Arrigoni circoscrive l'àmbito del jazz (il vero jazz, si sarebbe tentati di dire con un termine obsoleto) dal 1910 al 1970, facendolo terminare con il jazz informale - «free jazz for ever», esclama - e pone in evidenza un fatto curioso, per cui ogni mutazione significativa del jazz coincide col cambio di un decennio.

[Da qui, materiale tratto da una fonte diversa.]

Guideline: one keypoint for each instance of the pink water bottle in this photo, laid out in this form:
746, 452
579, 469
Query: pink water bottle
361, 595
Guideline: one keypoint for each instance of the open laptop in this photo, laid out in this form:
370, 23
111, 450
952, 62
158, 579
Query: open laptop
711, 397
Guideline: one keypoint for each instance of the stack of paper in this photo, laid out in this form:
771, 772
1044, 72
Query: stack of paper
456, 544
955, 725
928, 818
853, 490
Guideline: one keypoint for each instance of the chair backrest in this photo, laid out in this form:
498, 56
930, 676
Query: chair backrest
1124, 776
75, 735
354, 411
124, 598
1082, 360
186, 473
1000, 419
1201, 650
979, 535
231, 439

Apprezza lo straordinario chitarrista Django Reinhardt che per molti è una sorta di miracoloso solista europeo apparso improvvisamente nel jazz internazionale prima dell'americano Charlie Christian, ma che invece per lui segna la nascita del «jazz manouche».

Dedica pagine intense al compositore, percussionista e poeta cieco Louis Hardin (1916-1999) detto Moondog, cane che abbaia alla luna, del quale ha scritto quasi soltanto lui, iniziando qualche anno fa con un articolo. Si mediti infine (infine si fa per dire) su quanto Arrigoni afferma a proposito del sassofonista Albert Ayler, ripescato cadavere dall'East River a 35 anni il 25 novembre 1970.

Si noti che l'autore scriveva nel 2009, un anno prima del quarantennale della morte di Ayler, celebrato nello scorso agosto al Festival di Sant'Anna Arresi, dove (Arrigoni non c'era) furono dette le stesse cose, ma non con la stessa sintetica chiarezza: «La sua musica era primordiale, grezza, ripetitiva, insistente, soverchiante, ma nel suo immaginario era solo nostalgica. Era violenta e abrasiva mentre l'avrebbe voluta melodica e popolare, dolce e semplice per poter riaccompagnare ognuno di noi alla chiesa dove aveva cantato da bambino. Il desiderio insoddisfatto, l'impossibilità di tornare là dove tutto aveva avuto inizio».